Across the world, people who live precarious lives at the margins of society and at the limit of humanity continue to be met with violence. In the words of the Cameroonian philosopher Achille Mbembe, this is “the normalisation of a social state of warfare” – when the social state is weakened and ultimately erased.

The failing democracies of the West are plunging into what the Jamaican cultural philosopher Stuart Hall called “authoritarian populism”, marking the end of the world as we know it. When asked about this social system and the fate of our species, the American philosopher Noam Chomsky replied that: “It’s terminal disaster.

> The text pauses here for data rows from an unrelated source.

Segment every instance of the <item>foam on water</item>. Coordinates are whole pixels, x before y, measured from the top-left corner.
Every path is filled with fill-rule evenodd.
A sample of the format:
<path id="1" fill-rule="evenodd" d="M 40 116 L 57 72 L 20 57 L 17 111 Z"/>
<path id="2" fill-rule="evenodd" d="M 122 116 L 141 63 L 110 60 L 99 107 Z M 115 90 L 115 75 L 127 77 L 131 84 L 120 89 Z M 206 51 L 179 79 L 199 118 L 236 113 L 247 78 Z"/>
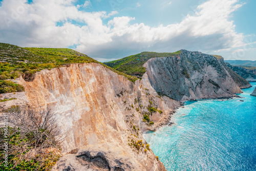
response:
<path id="1" fill-rule="evenodd" d="M 251 84 L 243 99 L 187 102 L 172 119 L 176 124 L 143 135 L 167 170 L 256 170 Z"/>

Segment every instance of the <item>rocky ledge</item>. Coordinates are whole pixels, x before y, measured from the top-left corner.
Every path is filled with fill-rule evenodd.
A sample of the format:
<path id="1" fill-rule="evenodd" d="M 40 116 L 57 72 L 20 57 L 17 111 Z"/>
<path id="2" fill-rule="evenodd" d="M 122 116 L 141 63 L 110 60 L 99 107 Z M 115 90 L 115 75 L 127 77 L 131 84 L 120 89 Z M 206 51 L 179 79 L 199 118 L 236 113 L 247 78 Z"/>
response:
<path id="1" fill-rule="evenodd" d="M 254 90 L 252 92 L 252 93 L 251 94 L 251 95 L 253 96 L 256 96 L 256 88 L 255 88 Z"/>

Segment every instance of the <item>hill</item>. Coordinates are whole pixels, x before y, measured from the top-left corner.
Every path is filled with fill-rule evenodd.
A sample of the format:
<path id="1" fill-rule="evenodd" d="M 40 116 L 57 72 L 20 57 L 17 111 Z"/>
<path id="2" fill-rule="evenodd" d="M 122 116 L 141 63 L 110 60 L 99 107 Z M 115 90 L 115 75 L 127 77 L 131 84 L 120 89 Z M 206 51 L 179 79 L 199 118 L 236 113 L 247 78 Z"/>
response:
<path id="1" fill-rule="evenodd" d="M 240 66 L 245 68 L 248 66 L 256 67 L 256 60 L 225 60 L 225 62 L 228 62 L 232 66 Z M 246 69 L 250 68 L 247 67 Z M 255 69 L 255 68 L 252 68 L 251 69 Z"/>
<path id="2" fill-rule="evenodd" d="M 119 75 L 135 81 L 137 78 L 121 73 L 114 69 L 75 50 L 67 48 L 21 48 L 0 43 L 0 80 L 15 79 L 22 75 L 27 81 L 44 69 L 51 70 L 71 63 L 100 63 Z"/>
<path id="3" fill-rule="evenodd" d="M 103 63 L 126 74 L 141 78 L 146 72 L 143 65 L 151 58 L 175 56 L 180 54 L 181 52 L 181 51 L 174 53 L 144 52 L 137 55 Z"/>

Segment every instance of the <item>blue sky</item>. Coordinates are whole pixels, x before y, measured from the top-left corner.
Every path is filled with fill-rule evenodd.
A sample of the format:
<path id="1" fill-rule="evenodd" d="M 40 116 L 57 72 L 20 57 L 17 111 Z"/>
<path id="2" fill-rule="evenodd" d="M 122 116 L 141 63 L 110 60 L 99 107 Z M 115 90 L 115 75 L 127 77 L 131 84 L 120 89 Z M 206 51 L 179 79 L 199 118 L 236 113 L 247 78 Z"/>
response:
<path id="1" fill-rule="evenodd" d="M 256 60 L 253 0 L 0 0 L 0 41 L 100 61 L 180 49 Z"/>

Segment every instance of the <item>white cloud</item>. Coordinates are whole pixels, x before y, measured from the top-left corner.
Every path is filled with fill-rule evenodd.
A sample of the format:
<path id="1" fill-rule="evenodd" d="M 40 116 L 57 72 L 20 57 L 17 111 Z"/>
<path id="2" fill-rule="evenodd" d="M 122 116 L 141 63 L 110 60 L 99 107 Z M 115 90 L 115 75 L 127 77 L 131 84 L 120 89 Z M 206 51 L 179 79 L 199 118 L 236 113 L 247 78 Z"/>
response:
<path id="1" fill-rule="evenodd" d="M 26 0 L 4 0 L 0 7 L 0 42 L 22 47 L 80 45 L 77 50 L 98 58 L 120 58 L 143 51 L 221 51 L 245 44 L 245 36 L 237 33 L 233 22 L 229 20 L 242 6 L 238 0 L 209 0 L 180 23 L 154 27 L 131 25 L 135 18 L 128 16 L 109 19 L 105 25 L 103 19 L 117 12 L 81 11 L 74 6 L 74 1 L 37 0 L 28 4 Z M 87 2 L 86 7 L 90 2 Z M 71 20 L 84 25 L 72 24 Z M 56 26 L 59 22 L 62 26 Z"/>
<path id="2" fill-rule="evenodd" d="M 91 1 L 86 1 L 84 2 L 84 4 L 83 4 L 83 8 L 87 8 L 89 6 L 92 6 L 92 3 L 91 3 Z"/>

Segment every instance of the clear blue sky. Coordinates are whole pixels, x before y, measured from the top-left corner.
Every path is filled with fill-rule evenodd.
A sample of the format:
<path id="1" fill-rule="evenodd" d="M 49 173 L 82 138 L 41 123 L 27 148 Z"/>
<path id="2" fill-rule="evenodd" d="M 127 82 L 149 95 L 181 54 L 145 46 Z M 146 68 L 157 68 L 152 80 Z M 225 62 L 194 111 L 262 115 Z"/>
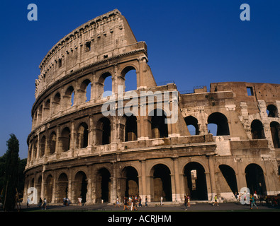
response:
<path id="1" fill-rule="evenodd" d="M 27 19 L 29 4 L 38 21 Z M 240 6 L 250 6 L 250 21 Z M 52 1 L 0 2 L 0 156 L 14 133 L 27 157 L 38 65 L 62 37 L 118 8 L 137 40 L 146 42 L 157 82 L 179 90 L 211 82 L 280 83 L 280 1 Z"/>

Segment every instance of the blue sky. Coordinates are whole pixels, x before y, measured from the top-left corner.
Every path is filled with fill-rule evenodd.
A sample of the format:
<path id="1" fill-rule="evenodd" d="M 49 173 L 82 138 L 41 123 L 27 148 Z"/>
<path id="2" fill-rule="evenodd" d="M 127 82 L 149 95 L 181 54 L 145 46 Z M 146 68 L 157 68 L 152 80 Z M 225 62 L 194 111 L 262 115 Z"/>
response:
<path id="1" fill-rule="evenodd" d="M 29 4 L 38 20 L 27 19 Z M 242 4 L 250 21 L 242 21 Z M 61 38 L 118 8 L 147 44 L 156 81 L 178 90 L 223 81 L 280 83 L 280 1 L 7 1 L 0 3 L 0 156 L 14 133 L 27 157 L 39 64 Z"/>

We have constructed a perfect storm.” Under these conditions, our moral compass has been readjusted and our humanity – in the sense of being humane – is compromised.

Resistance, like that staged by the residents of via Curtatone who occupied the piazza after their eviction, can claw back shreds of democracy, dignity and rights. But it is the dominant cultural norms which must be resisted, the very ones regulating and influencing society’s biased moral response towards refugees and migrants. In the era of post-truths, when knowledge is overtly, unquestionably and routinely assailed, critical thinking is more crucial than ever to halt the moral disintegration of human kind.

Unlike the cowardly, brute force which can break arms like lifeless sticks, knowledge and critical thinking can be used to stem the tide of oppressive powers. Challenging the inhumanity of police brutality and society’s acceptance of it is a transformative, emancipatory form of resistance. As the American writer Toni Morrison put it, it is “critical to refuse to succumb to [the world’s] malevolence … that is how civilisations heal.”